I wish everyone would read this book. I thought it might be a bit outdated, since it describes events that happened during the 2008 financial collapse. Unfortunately, everything in this book applies today as much as it did 8 years ago. This is a bottom-line view of how countries go crazy and throw themselves into bankruptcy, and nobody seems to see it coming. I hope enough folks read it to save the USA from the same path. As always, Michael Lewis is a smart, funny guy who somehow makes economics the most entertaining subject on earth.

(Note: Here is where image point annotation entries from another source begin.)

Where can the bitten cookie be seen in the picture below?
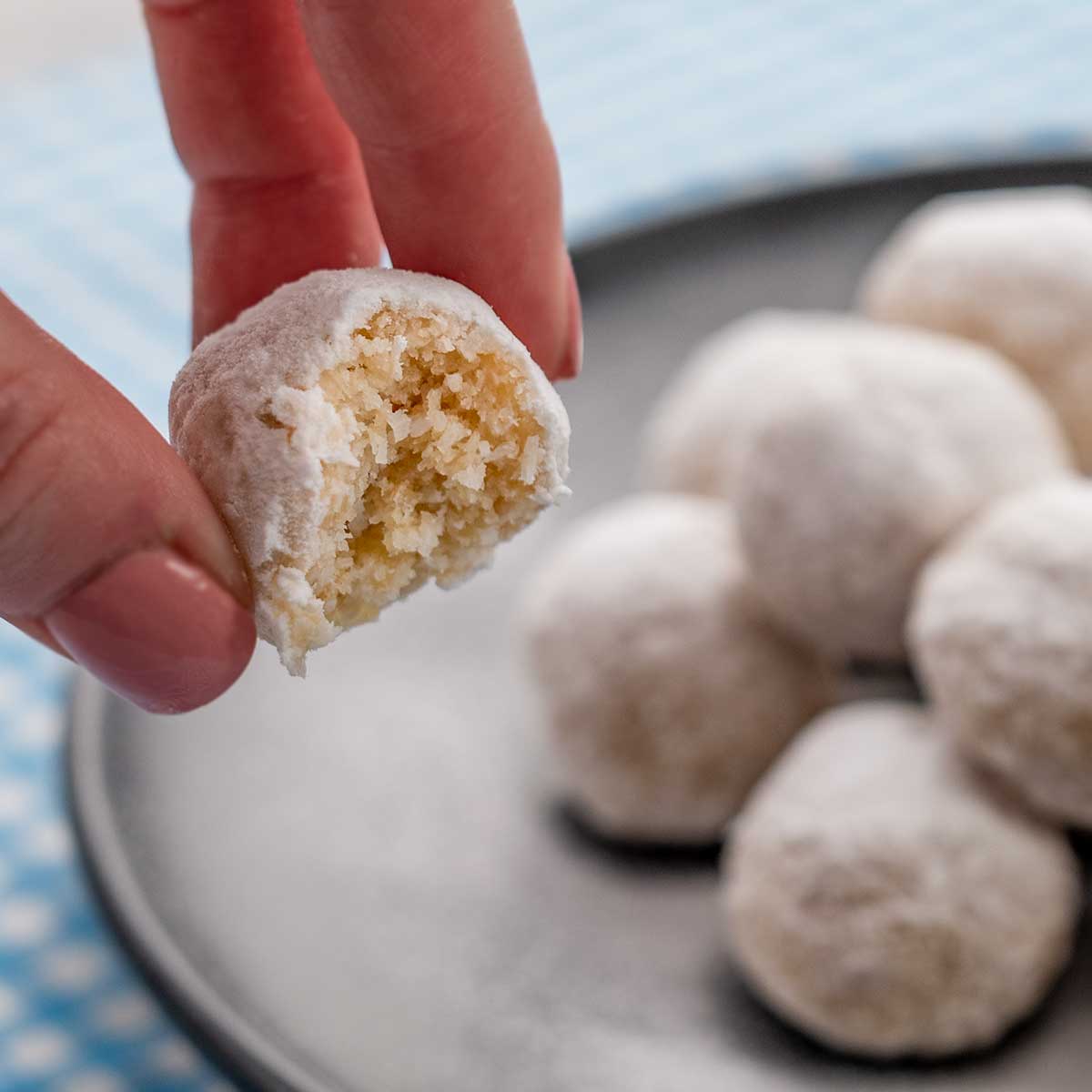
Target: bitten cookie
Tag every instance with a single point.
(364, 431)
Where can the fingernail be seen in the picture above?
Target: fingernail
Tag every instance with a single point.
(208, 547)
(574, 344)
(157, 631)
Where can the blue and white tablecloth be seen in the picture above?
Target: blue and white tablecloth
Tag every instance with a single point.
(656, 107)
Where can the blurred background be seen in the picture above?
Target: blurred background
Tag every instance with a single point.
(659, 110)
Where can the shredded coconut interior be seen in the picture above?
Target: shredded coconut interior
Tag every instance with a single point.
(448, 452)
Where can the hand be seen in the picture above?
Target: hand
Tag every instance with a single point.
(109, 551)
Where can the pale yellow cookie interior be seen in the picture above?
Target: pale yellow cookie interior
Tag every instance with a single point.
(442, 427)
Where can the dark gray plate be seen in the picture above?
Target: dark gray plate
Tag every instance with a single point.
(364, 883)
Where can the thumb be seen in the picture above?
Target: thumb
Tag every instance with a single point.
(109, 549)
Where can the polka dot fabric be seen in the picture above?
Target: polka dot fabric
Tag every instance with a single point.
(654, 112)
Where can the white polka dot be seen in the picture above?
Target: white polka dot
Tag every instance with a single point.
(129, 1014)
(92, 1080)
(175, 1058)
(25, 921)
(38, 1051)
(11, 1006)
(38, 726)
(74, 967)
(15, 801)
(49, 842)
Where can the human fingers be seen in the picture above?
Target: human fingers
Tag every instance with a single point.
(109, 550)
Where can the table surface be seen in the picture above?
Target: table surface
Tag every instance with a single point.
(658, 109)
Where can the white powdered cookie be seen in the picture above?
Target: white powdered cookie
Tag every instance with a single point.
(665, 689)
(1002, 633)
(875, 445)
(363, 431)
(1009, 268)
(698, 430)
(884, 900)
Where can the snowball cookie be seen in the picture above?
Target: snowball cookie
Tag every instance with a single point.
(363, 431)
(1002, 633)
(885, 902)
(665, 689)
(1010, 268)
(694, 437)
(885, 440)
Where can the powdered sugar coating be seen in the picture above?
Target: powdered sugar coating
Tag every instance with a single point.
(1009, 268)
(665, 689)
(1002, 633)
(879, 442)
(273, 447)
(884, 900)
(697, 434)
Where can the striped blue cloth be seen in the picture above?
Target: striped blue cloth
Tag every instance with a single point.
(658, 108)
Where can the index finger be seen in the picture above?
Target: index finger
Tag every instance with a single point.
(461, 164)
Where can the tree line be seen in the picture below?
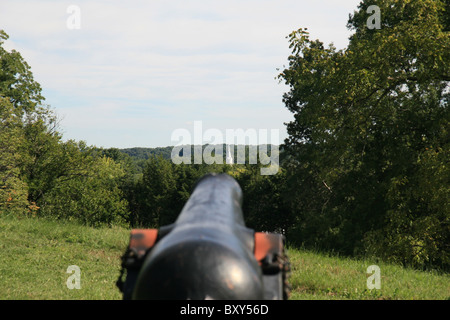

Any review of this book would have to start by pointing out that this book is not a new original work. It is, instead, a compilation of previously published essays that can be found in a variety of periodicals (i.e., The Atlantic, etc.). That being said and gotten out of the way, it should also be noted that this book is not an examination of economic factors contributing to the economic bust of 2007-2008 in each of the nations discussed. There is no analysis or coverage of economic variables such as debt levels, regulatory environments, mortgage, debt and financial markets, etc. The book, instead, provides a discussion of each nation’s unique psychological profile and how this, implicitly, contributed to the crisis in each nation. This “profile” is not discussed or examined through a formal psychological analysis but instead through stories told about visits made to each nation and observations made about its peoples. Something like a travelogue told through stories involving meeting bankers, indebted individuals, Arnold Schwarzenegger and even monks.
Lewis is a master of explaining complex financial phenomena in understandable terms by focusing on individuals who seem to personify the problems he investigates & who appear to be the first -- or only -- individuals to recognize the significance and immensity of the problem. His sense of humor makes the painful truths his reveals somewhat less painful to confront -- although even he is at a loss at times when he meets up with some of the people in positions of power & responsibility who have screwed things up for their respective countries. It's mind-boggling to see how oblivious they usually are re. the disastrous consequences of their economic behavior. (And of course most if not all of the "bad actors" he investigates are males - especially males in other countries trying to model their careers on some of the Wall Street guys who were already reeking havoc here in the USA.)